Staunton, August 17 – Sergey Chernyshov, a Novosibirsk historian, has landed in hot water with the authorities because he suggested in a post that Aleksandr Nevsky collaborated with the Mongols in a way that people today would describe as the manner in which General Vlasov did in World War II.
His June post was part of a public debate about whether to rename the main square in his city from Sverdlovsk Square to Nevsky. He suggested there wasn’t much to choose between them as the Cheka founder was “a classical bandit” and Nevsky was an equally “classic collaborationist.”
Chernyshov also said that the only thing people think they know about Nevsky, the ice battle against the Teutonic knights as presented in Sergey Eisenstein’s classic film, “is something no one has yet shown was anything more than a fantasy” of the director. All this was too much for some Russians, and the historian was called in by state investigators.
He has now met with the investigators who asked him to explain his statements. He could now be charged with showing disrespect to “symbols of Russia’s military glory.” If he is and is convicted, local observers say, the historian could be imprisoned for as much as three years (tayga.info/170599).
Chernyshov has now given an interview to Andrey Shvarts of the Sibreal portal in which he describes the history of his case, his reaction to it, and his concerns about this latest attack on the ability of Russian historians to explore the past of their country (sibreal.org/a/istorika-vyzvali-v-sledstvennyj-komitet-za-post-o-nevskom-i-sverdlove/31413529.html).
According to the Novosibirsk scholar, “the main problem” is that Russians now “are trying to find their identity in the past. It should be sought in the present or even better in the future. But since we are beginning to dig into the past, no one is going to condemn those comrades who write denunciations.”
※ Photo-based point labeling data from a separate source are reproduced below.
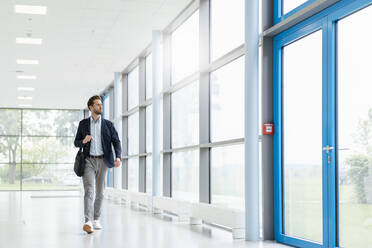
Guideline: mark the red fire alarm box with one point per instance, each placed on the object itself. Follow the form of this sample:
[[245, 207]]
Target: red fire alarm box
[[268, 129]]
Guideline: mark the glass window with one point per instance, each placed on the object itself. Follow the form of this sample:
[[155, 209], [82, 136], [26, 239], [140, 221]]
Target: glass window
[[185, 175], [106, 107], [227, 101], [185, 116], [149, 76], [10, 149], [227, 26], [133, 134], [161, 175], [227, 176], [289, 5], [354, 116], [133, 88], [149, 174], [10, 122], [133, 174], [185, 48], [10, 176], [40, 167], [149, 128], [161, 124]]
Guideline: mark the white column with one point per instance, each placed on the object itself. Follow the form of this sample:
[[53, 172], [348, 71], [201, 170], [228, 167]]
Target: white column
[[252, 213], [118, 121], [156, 90]]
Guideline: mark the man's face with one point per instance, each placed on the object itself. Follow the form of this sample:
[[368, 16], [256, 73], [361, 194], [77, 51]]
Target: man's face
[[96, 107]]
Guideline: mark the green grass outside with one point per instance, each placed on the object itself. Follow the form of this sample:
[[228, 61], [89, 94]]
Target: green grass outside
[[303, 214]]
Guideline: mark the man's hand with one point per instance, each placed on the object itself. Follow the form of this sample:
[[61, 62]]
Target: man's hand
[[87, 139], [117, 162]]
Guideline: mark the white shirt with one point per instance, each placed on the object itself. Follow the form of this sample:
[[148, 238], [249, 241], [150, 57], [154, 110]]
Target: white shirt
[[96, 142]]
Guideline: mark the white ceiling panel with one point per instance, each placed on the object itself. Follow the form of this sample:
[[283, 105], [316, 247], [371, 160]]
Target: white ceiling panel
[[84, 43]]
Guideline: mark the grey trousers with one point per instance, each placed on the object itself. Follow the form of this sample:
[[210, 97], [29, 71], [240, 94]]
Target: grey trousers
[[94, 185]]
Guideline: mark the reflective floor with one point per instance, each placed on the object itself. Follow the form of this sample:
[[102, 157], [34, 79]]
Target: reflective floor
[[55, 219]]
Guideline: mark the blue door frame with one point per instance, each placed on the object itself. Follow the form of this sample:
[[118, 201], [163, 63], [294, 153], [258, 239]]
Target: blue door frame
[[325, 21]]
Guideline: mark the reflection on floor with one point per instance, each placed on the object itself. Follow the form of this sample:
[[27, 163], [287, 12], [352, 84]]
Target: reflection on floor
[[54, 219]]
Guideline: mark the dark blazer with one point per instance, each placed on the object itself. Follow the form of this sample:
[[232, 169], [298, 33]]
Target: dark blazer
[[108, 136]]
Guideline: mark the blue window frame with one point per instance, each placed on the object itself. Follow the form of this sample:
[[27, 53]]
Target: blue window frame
[[325, 21], [279, 14]]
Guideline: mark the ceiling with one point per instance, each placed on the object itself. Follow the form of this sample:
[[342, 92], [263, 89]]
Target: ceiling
[[84, 43]]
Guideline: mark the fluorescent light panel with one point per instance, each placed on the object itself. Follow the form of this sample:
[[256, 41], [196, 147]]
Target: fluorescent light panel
[[27, 61], [29, 41], [30, 9], [25, 105], [25, 89], [25, 97], [27, 77]]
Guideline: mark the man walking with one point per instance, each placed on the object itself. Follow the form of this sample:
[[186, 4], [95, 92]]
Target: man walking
[[96, 135]]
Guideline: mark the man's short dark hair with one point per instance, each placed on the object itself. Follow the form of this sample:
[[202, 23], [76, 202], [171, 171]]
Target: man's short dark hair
[[91, 100]]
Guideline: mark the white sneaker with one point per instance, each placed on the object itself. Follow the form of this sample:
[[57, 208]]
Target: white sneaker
[[97, 225], [88, 227]]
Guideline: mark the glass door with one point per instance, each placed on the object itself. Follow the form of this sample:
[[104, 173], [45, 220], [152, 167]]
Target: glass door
[[354, 129], [302, 121]]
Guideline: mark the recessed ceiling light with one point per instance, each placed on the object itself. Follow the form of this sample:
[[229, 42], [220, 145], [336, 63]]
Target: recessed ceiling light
[[27, 61], [29, 41], [25, 89], [25, 97], [25, 105], [30, 9], [27, 77]]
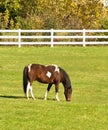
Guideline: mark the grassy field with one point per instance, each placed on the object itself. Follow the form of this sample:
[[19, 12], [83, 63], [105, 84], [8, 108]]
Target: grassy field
[[88, 71]]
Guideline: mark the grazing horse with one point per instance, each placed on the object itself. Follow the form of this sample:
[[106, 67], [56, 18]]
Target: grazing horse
[[51, 74]]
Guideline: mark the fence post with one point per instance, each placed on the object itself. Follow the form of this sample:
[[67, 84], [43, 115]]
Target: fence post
[[52, 33], [84, 37], [19, 37]]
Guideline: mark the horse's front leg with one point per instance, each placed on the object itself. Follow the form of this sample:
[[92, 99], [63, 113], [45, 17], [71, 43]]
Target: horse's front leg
[[56, 90], [46, 93]]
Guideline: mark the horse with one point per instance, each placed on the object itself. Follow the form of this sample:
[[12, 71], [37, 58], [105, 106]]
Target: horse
[[47, 74]]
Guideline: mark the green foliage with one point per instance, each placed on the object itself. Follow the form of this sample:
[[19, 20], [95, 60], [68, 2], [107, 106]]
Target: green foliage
[[88, 71], [45, 14]]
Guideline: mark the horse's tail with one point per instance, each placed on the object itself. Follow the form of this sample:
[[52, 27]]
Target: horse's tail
[[25, 78]]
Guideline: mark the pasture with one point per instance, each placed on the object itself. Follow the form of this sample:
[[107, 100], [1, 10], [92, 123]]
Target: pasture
[[88, 71]]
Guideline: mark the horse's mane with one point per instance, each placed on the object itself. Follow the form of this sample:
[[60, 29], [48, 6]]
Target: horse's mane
[[65, 78]]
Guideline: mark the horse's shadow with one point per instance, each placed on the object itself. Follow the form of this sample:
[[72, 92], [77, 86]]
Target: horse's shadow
[[23, 97]]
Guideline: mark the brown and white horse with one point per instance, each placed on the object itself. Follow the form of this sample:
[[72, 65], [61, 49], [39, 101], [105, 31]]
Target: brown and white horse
[[51, 74]]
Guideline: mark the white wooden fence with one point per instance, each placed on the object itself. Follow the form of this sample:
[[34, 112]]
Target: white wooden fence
[[53, 37]]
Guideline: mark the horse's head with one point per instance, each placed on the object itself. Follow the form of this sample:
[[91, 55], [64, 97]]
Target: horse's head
[[68, 93]]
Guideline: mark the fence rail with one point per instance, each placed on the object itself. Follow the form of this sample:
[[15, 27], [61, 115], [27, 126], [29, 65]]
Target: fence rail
[[53, 37]]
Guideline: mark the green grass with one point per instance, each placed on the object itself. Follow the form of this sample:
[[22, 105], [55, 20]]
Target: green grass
[[88, 71]]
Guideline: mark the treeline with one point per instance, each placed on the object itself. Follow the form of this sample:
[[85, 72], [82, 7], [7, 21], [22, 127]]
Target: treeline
[[56, 14]]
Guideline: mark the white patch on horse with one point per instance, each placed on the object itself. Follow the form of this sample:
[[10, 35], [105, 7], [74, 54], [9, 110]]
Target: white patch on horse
[[29, 68], [56, 68], [48, 74]]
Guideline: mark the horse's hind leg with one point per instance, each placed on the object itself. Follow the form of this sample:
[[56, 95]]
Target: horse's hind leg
[[48, 89], [29, 88], [56, 90]]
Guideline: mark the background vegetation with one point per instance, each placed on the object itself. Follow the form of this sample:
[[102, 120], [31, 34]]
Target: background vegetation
[[88, 71], [56, 14]]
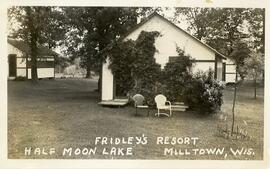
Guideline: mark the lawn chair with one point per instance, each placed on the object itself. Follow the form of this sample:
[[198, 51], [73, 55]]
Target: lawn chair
[[161, 101], [139, 102]]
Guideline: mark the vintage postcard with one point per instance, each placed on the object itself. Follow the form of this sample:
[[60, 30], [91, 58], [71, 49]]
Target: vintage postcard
[[128, 85]]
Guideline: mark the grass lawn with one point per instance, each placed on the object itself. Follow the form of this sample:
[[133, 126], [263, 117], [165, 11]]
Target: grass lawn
[[64, 113]]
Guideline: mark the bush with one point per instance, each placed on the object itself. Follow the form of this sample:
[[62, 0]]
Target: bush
[[175, 76], [203, 93], [20, 78]]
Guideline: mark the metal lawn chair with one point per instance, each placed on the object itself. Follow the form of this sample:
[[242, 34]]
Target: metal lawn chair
[[161, 101], [139, 102]]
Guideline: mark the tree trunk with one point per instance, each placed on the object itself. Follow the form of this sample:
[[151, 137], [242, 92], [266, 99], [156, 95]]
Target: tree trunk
[[33, 44], [88, 72], [234, 100], [255, 85]]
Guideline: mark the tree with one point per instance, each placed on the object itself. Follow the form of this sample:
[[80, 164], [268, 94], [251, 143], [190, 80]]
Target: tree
[[38, 26], [254, 66], [92, 29]]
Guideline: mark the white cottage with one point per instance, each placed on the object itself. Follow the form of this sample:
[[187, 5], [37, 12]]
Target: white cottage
[[171, 36], [19, 60]]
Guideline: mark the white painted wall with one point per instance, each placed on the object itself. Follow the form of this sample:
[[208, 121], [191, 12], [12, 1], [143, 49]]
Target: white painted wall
[[203, 66], [42, 72], [21, 72], [107, 82], [170, 38]]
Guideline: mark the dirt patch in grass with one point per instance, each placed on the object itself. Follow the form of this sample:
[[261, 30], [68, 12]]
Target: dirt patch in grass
[[64, 113]]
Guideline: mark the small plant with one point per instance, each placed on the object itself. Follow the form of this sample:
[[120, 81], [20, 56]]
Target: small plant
[[20, 78]]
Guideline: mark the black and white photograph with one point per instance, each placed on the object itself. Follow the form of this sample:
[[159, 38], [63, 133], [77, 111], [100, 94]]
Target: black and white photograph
[[135, 83]]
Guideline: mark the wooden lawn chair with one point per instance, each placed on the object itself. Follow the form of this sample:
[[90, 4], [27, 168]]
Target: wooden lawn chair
[[161, 101], [139, 102]]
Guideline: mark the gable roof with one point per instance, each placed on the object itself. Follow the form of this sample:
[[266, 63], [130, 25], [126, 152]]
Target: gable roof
[[180, 29], [24, 47]]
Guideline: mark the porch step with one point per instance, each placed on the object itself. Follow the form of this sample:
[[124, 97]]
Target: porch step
[[179, 106], [114, 102]]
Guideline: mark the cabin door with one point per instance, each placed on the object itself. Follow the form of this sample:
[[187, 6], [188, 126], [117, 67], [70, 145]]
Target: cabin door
[[12, 65]]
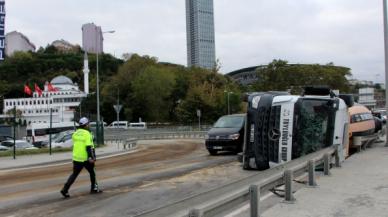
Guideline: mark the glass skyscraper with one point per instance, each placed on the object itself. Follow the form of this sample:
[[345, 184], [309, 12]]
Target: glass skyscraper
[[200, 33]]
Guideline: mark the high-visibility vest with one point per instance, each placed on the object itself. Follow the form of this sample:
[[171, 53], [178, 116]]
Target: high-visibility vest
[[81, 139]]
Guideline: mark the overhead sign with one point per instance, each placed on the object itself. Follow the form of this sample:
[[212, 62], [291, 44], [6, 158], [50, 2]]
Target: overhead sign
[[117, 108], [2, 30]]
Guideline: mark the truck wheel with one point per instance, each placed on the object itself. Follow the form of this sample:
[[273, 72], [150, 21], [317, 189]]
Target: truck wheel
[[246, 165], [212, 152], [261, 163]]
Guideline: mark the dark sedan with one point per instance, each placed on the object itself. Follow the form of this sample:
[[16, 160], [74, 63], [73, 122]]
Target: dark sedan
[[227, 134]]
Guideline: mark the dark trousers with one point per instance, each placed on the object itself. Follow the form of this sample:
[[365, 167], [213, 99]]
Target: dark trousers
[[77, 167]]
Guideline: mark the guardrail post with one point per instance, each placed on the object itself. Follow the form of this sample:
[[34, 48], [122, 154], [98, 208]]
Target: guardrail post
[[326, 164], [195, 213], [311, 169], [254, 192], [288, 177]]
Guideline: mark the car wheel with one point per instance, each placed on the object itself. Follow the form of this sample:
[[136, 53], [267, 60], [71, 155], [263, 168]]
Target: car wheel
[[212, 152]]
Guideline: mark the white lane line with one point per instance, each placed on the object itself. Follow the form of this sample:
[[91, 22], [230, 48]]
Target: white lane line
[[242, 209], [61, 164]]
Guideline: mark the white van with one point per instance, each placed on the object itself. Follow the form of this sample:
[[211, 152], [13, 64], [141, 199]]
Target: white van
[[138, 126], [119, 124]]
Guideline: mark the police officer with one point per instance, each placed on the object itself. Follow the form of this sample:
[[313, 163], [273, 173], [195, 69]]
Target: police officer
[[83, 156]]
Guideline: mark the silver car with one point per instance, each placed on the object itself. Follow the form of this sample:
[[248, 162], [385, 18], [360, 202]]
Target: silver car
[[20, 144]]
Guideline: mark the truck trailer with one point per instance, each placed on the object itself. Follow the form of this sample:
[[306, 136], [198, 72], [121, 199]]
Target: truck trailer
[[281, 127]]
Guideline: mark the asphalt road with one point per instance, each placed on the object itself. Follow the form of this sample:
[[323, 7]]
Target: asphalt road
[[156, 175]]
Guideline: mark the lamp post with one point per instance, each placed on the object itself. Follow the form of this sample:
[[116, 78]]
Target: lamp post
[[386, 62], [228, 92], [97, 85]]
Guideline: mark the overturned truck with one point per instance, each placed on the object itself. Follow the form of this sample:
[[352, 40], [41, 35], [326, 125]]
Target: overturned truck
[[281, 127]]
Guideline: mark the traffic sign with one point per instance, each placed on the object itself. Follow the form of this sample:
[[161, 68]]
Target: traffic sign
[[117, 108]]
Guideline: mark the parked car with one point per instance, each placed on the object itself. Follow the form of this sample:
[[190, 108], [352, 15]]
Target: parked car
[[20, 144], [63, 142], [138, 126], [119, 124], [4, 148], [94, 124], [227, 134]]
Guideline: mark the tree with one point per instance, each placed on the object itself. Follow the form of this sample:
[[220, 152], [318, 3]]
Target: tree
[[279, 75]]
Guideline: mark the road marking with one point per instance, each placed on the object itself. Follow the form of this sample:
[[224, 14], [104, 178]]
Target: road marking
[[61, 164], [238, 212]]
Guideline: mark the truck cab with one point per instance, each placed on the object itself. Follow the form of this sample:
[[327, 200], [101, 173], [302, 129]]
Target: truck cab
[[281, 127]]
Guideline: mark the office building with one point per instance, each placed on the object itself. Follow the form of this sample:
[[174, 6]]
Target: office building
[[200, 33], [92, 38]]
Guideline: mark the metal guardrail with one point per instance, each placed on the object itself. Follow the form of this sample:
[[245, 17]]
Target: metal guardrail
[[129, 143], [158, 135], [223, 198]]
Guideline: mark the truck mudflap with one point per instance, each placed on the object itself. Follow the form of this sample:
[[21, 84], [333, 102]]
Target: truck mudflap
[[259, 147]]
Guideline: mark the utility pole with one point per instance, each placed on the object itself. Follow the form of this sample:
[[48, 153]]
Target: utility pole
[[386, 64], [51, 126], [118, 107], [14, 132]]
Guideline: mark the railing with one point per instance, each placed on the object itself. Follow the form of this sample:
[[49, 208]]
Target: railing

“Unlike in other countries including those in Eastern Europe, the 1990s passed without our having a discussion about the previous 70 years,” Chernyshov says. “In Poland, Ukraine, Moldova, and Hungary, there are institutes of national memory; and in Germany, in the center of Berlin is a monument to victims of the Holocaust.”
There is nothing like that in Russia, and cities, squares, and streets continue to bear the names of Lenin, Sverdlov and Uritsky whose hands were covered in blood. Those must be renamed. Streets can continue to have the names of local officials who worked for the cities involved. And “today, schools [in Novosibirsk] bear the names of heroes of the Chechen wars.”
More generally, the historian says that it seems to him that “if a country doesn’t have a future, they it digs into the past.” Tragically, Russia is like a child when it comes to history. Teachers and media tell it that there are all these wonderful figures from the past, but then Russia will grow up and discover that is far from the truth.”
Russian historians and commentators are outraged about the attack on Chernyshov. They show that now scholars must not only avoid writing on sensitive issues like Stalin’s role in World War II but on almost all issues, no matter how far back in the past, or the powers that be may come after them, to the detriment of Russia (svoboda.org/a/31414326.html).